A diamond usually is coveted for its brilliant sparkle, the result of light reflecting off the dozens of precisely positioned facets that a diamond cutter has made. But not everyone believes that this type of human intervention enhances the appearance of the gem. For his new collection of edgy and innovative jewelry designs, Daniel Eskapa, chairman and founder of Diamond in the Rough, leaves the stones in their natural state, allowing them to retain the appearance they have had since being formed in the earth billions of years ago.

The organic-looking stones have a mysterious quality, with shadowy inclusions that appear to radiate light from deep within the diamonds. “Each diamond is unique; no piece of rough is ever the same,” says Anjanette Clisura, president of Diamond in the Rough. “Nature gave us diamonds with their own beauty, luster, and brilliance; there is no need to alter them.”

 

Diamond in the Rough’s creative team bases each design on the particular characteristics of a stone. The collection, which debuts at Bergdorf Goodman this fall, employs an array of colored rough diamonds: silvery white, yellow, green, cognac, and rose. One standout necklace, priced at $250,000, features a large, silvery white 106-carat stone wrapped in what appears to be a thread of pave diamond and gold.

Eskapa frequently travels to Antwerp, Tel Aviv, and several African countries, where he culls premium specimens for his collection from the thousands of raw stones that he views. “Very few people deal in rough diamonds,” says Eskapa, who purchases mainly from dealers who buy directly from mining companies or mine the diamonds themselves. “These stones come right from the source, and they are in high demand, so you need to move quickly and pay cash when buying them.”

While it may be unusual, Eskapa’s design treatment is not novel.

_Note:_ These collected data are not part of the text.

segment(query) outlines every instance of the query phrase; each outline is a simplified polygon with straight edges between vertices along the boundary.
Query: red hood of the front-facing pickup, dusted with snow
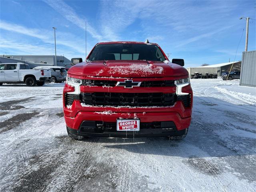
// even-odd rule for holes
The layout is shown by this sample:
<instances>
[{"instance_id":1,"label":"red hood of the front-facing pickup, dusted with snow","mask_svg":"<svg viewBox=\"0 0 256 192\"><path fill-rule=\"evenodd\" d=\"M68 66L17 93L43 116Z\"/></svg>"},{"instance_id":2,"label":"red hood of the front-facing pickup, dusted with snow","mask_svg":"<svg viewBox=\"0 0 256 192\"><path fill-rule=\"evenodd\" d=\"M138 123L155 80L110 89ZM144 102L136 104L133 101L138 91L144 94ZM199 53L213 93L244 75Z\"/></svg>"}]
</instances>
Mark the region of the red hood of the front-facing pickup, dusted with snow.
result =
<instances>
[{"instance_id":1,"label":"red hood of the front-facing pickup, dusted with snow","mask_svg":"<svg viewBox=\"0 0 256 192\"><path fill-rule=\"evenodd\" d=\"M188 71L170 61L108 60L82 62L68 74L98 77L171 77L188 75Z\"/></svg>"}]
</instances>

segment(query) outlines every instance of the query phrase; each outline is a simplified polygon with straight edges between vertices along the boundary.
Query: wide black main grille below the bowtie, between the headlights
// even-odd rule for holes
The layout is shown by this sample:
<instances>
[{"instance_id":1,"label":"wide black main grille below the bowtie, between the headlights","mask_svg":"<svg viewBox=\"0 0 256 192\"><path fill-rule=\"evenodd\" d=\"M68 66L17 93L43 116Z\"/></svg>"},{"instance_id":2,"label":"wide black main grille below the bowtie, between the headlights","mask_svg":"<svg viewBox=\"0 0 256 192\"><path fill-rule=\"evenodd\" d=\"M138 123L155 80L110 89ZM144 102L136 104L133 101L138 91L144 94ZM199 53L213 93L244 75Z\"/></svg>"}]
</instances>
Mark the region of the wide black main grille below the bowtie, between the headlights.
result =
<instances>
[{"instance_id":1,"label":"wide black main grille below the bowtie, between the headlights","mask_svg":"<svg viewBox=\"0 0 256 192\"><path fill-rule=\"evenodd\" d=\"M81 93L81 102L95 106L172 106L174 93Z\"/></svg>"}]
</instances>

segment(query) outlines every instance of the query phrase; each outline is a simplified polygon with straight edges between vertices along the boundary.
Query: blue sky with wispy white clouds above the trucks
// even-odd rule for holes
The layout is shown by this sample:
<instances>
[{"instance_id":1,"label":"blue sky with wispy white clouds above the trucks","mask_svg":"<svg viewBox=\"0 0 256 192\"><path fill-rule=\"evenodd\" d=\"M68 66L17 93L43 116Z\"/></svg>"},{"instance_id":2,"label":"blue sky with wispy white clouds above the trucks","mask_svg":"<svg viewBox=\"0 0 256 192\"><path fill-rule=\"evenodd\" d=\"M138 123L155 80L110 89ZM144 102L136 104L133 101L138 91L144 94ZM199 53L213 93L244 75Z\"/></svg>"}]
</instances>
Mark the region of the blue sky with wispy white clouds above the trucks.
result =
<instances>
[{"instance_id":1,"label":"blue sky with wispy white clouds above the trucks","mask_svg":"<svg viewBox=\"0 0 256 192\"><path fill-rule=\"evenodd\" d=\"M54 55L56 27L57 55L69 59L86 58L87 34L87 54L98 42L148 39L186 67L232 62L244 51L242 16L256 50L255 0L0 0L0 55Z\"/></svg>"}]
</instances>

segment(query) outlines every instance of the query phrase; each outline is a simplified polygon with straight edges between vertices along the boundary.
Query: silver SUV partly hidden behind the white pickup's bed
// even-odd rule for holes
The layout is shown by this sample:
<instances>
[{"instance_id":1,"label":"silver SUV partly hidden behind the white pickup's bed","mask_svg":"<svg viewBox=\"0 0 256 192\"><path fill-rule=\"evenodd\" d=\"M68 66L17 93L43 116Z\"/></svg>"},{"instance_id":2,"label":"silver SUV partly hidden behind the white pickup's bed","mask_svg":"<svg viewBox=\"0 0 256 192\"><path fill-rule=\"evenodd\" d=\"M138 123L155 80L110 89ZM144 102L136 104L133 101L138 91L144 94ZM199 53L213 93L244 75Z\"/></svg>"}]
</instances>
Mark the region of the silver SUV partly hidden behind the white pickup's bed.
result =
<instances>
[{"instance_id":1,"label":"silver SUV partly hidden behind the white pickup's bed","mask_svg":"<svg viewBox=\"0 0 256 192\"><path fill-rule=\"evenodd\" d=\"M64 67L60 66L38 66L34 69L49 69L51 70L52 77L50 82L52 83L61 83L66 80L67 71Z\"/></svg>"}]
</instances>

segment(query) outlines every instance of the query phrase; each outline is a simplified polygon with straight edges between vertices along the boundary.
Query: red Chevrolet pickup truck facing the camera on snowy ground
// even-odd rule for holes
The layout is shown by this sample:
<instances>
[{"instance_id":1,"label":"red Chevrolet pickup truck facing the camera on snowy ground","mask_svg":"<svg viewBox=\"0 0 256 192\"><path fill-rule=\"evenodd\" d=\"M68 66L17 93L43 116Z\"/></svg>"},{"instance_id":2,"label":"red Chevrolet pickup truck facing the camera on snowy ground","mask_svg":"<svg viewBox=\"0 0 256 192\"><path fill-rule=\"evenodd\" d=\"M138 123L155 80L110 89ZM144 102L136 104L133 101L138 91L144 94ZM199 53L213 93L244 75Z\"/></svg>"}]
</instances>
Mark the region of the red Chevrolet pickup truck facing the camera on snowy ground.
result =
<instances>
[{"instance_id":1,"label":"red Chevrolet pickup truck facing the camera on snowy ground","mask_svg":"<svg viewBox=\"0 0 256 192\"><path fill-rule=\"evenodd\" d=\"M104 42L72 64L63 90L70 137L186 136L193 93L184 60L170 62L155 43Z\"/></svg>"}]
</instances>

The practice of using rough stones in jewelry dates back thousands of years. In India, where the gems were first discovered, diamonds were prized for their inherent radiance and attributed with magical properties. In fact, the ancient Indians believed that the stones would lose their healing and protective powers if altered.

Today, most people would not even recognize a raw diamond, but that does not concern Clisura, who believes that Diamond in the Rough’s designs will attract a following primarily because of their intriguing contemporary, yet somewhat primitive, appearance. “The fact that they are diamonds,” says Clisura, “is a bonus.”